Efficiently parallelizable kernel-based multi-scale algorithm
Federico Lot, Christian Rieger
TL;DR
This work reformulates the kernel-based multiscale method for scattered data as a single large block-triangular linear system, enabling efficient parallel solution by decoupling a block-diagonal (solved with Conjugate Gradient) from a lower-triangular part (solved with Jacobi). By proving decay properties of the interlevel interactions, it introduces a thresholding strategy that compresses storage with provable error control, and provides detailed complexity bounds that reveal practical gains on large hierarchies of point clouds.

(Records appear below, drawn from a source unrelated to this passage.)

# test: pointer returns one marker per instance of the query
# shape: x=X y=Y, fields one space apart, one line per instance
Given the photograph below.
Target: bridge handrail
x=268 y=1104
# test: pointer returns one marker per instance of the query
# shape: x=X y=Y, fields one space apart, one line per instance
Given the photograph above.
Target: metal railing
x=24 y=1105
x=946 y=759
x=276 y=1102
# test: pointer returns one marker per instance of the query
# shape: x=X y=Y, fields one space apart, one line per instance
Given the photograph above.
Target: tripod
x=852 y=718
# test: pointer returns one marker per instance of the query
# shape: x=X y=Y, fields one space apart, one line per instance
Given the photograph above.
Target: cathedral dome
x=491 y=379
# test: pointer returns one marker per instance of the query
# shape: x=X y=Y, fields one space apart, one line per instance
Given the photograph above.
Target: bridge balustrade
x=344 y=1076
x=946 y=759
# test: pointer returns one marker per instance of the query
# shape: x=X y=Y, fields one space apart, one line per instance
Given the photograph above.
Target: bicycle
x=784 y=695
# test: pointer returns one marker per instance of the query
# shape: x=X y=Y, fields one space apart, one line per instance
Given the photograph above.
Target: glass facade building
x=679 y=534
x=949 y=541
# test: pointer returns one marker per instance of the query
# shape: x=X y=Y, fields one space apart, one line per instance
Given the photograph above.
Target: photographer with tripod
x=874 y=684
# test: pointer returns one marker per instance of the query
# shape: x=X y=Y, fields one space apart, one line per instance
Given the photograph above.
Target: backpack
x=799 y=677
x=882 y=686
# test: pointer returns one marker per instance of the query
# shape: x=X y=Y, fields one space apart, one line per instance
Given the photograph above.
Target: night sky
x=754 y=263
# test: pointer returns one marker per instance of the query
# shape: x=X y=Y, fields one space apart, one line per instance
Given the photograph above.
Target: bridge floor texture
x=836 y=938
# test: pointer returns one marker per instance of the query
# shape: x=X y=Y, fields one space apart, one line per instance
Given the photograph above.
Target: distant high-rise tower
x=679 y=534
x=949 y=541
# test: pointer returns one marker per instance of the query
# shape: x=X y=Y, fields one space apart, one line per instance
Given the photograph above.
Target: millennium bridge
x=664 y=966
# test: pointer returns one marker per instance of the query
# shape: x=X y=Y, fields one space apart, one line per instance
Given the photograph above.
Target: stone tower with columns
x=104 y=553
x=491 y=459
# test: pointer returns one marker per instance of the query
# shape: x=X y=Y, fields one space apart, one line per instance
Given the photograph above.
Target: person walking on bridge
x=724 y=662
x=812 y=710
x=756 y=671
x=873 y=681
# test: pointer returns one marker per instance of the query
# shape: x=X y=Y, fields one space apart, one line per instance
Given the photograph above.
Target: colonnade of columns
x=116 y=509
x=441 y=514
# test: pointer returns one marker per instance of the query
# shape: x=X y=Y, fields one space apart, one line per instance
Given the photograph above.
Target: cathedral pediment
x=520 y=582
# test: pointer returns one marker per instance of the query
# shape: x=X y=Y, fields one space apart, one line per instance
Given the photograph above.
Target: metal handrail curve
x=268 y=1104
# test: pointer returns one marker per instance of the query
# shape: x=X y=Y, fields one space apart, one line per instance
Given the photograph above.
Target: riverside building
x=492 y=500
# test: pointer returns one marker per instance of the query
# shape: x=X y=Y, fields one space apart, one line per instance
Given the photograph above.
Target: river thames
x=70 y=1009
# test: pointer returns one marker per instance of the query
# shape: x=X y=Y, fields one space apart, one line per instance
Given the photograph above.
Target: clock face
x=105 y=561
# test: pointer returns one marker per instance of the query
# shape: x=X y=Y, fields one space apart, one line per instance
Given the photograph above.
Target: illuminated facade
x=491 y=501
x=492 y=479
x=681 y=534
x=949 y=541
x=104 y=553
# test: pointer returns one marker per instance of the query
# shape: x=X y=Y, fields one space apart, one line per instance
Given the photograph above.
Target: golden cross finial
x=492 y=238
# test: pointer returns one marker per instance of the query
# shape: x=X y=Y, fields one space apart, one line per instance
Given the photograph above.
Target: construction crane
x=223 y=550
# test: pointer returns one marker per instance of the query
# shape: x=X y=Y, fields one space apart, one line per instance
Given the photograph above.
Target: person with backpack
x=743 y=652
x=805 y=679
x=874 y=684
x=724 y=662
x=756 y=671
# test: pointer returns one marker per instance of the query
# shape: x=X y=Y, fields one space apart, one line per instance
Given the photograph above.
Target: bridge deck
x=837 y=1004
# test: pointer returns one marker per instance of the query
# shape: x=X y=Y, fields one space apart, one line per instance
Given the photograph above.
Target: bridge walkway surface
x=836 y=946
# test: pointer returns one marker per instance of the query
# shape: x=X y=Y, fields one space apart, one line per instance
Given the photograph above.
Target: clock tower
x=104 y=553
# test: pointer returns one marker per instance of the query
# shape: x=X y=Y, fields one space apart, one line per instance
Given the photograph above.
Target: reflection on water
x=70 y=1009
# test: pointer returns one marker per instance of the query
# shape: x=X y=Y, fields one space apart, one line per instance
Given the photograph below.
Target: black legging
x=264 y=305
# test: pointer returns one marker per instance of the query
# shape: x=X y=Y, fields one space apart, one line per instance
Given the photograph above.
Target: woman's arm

Theoretical results are complemented by numerical experiments using Wendland RBFs and GPU acceleration, demonstrating accurate reconstructions and scalable performance up to hundreds of millions of points. The approach offers a scalable route to high-resolution multiscale kernel approximations in applications across approximation theory, PDEs, and machine learning contexts where scattered data arise.
Abstract
The kernel-based multi-scale method has been proven to be a powerful approximation method for scattered data approximation problems which is computationally superior to conventional kernel-based interpolation techniques. The multi-scale method is based of an hierarchy of point clouds and compactly supported radial basis functions, typically Wendland functions. There is a rich body of literature concerning the analysis of this method including error estimates. This article addresses the efficient parallelizable implementation of those methods. To this end, we present and analyse a monolithic approach to compute the kernel-based multi-scale approximation.